I think some of them are the same datasets with different settings.

PingNie1 commented 4 months ago

These are all unzipped dataset after I run the download script: image

teddykoker commented 4 months ago

Hi @erenup,

It appears all of the datasets you are missing are the ones extracted from TimesNet. Can you confirm that all_datasets.zip was downloaded successfully? This should have been downloaded and extracted with the following portion of the script:

# check for gdown https://github.com/wkentaro/gdown then install if necessary
if ! command -v gdown &> /dev/null
then
    echo "installing gdown, for downloading from google drive"
    pip install gdown
fi

# TimesNet data
# downloads all_datasets.zip and extracts into dataset/
if [ ! -f dataset/all_datasets.zip ]; then
    gdown "https://drive.google.com/file/d/1pmXvqWsfUeXWCMz5fqsP8WLKXR5jxY8z/view?usp=drive_link" --fuzzy -O dataset/all_datasets.zip
    unzip dataset/all_datasets.zip -d dataset/
    mv dataset/all_datasets/* dataset/
    rm -rf dataset/all_datasets
fi

However, gdown can sometimes fail to properly download from google drive. If this is the case you can download all_datasets.zip manually from here and extract into the dataset folder.

Aside from that, the NN5-* datasets should be downloaded automatically when you first run the script. Please let us know if you continue to have any issues!

PingNie1 commented 3 months ago

Hi @teddykoker Thank you for you reply. I manually downloaded the timesNet data. I do not find the NN5-* data.

  NN5_p112:
    task_name: pretrain_long_term_forecast
    dataset_name: nn5_daily_without_missing
    dataset: NN5
    data: gluonts
    root_path: ../dataset/gluonts
    seq_len: 224
    label_len: 0
    pred_len: 0
    features: M
    embed: timeF
    enc_in: 111
    dec_in: 111
    c_out: 111

Could you please provide the link to download it? Thank you very much.

teddykoker commented 3 months ago

The NN5 data will be downloaded through gluonts the first time you run the pre-training code.

PingNie1 commented 3 months ago

Hi @teddykoker Thank you for your reply. When I try to run the pre-train code, it failed to get the gluonts datasets. is there a way to downloaded it manually? Thank you.

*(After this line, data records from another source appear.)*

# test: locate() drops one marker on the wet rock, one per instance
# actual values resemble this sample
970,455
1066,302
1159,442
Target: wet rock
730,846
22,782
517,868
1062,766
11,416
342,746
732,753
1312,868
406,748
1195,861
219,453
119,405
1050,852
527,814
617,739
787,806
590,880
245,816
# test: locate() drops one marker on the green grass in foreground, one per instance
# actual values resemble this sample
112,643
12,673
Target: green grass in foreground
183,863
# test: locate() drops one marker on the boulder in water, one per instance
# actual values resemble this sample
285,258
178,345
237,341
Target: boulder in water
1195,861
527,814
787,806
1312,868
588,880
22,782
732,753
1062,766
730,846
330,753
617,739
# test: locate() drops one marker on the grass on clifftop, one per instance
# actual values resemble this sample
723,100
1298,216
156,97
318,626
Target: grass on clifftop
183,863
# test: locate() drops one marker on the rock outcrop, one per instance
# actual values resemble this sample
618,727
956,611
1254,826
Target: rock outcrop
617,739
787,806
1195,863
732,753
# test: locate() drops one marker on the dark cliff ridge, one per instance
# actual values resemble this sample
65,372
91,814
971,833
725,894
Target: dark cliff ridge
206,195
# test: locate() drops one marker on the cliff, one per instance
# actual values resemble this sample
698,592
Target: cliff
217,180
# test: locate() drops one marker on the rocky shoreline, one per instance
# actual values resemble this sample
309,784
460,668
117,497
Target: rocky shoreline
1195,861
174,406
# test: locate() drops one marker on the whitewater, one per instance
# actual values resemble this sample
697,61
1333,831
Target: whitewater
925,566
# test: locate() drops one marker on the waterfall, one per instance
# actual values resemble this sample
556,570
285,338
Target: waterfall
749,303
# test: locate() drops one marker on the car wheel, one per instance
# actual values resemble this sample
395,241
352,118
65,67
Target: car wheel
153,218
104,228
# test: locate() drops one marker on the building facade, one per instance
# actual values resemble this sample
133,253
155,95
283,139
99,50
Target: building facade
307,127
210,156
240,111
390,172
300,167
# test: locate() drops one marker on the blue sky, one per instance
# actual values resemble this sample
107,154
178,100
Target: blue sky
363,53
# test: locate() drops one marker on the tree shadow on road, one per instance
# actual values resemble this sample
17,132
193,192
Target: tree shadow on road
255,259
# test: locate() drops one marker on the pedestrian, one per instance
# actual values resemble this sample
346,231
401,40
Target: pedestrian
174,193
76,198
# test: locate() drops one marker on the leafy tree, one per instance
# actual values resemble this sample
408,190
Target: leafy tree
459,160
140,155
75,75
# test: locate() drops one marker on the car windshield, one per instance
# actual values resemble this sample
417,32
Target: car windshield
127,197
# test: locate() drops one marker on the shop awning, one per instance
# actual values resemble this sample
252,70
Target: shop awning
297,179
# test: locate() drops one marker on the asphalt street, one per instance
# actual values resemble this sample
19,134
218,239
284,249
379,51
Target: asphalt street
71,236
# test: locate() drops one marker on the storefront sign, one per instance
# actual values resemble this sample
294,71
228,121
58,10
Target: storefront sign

teddykoker commented 3 months ago

What is the error message? You can download from here, however gluonts does some preprocessing and train/test split upon download that you would have to perform, so I would recommend using that. For your convenience here are the pre-processed and pre-split files which you can unzip into dataset/gluonts: nn5_daily_without_missing.zip

PingNie1 commented 3 months ago

Thank you very much. The error message:

Download nn5_daily_dataset_without_missing_values.zip:: 0.00B [00:00, ?B/s] 

It seems I can not connect to the link.

gasvn commented 3 months ago

I double checked the link, the link should be working, can you please check your network config?

PingNie1 commented 3 months ago

Thank you. it's the error of my network.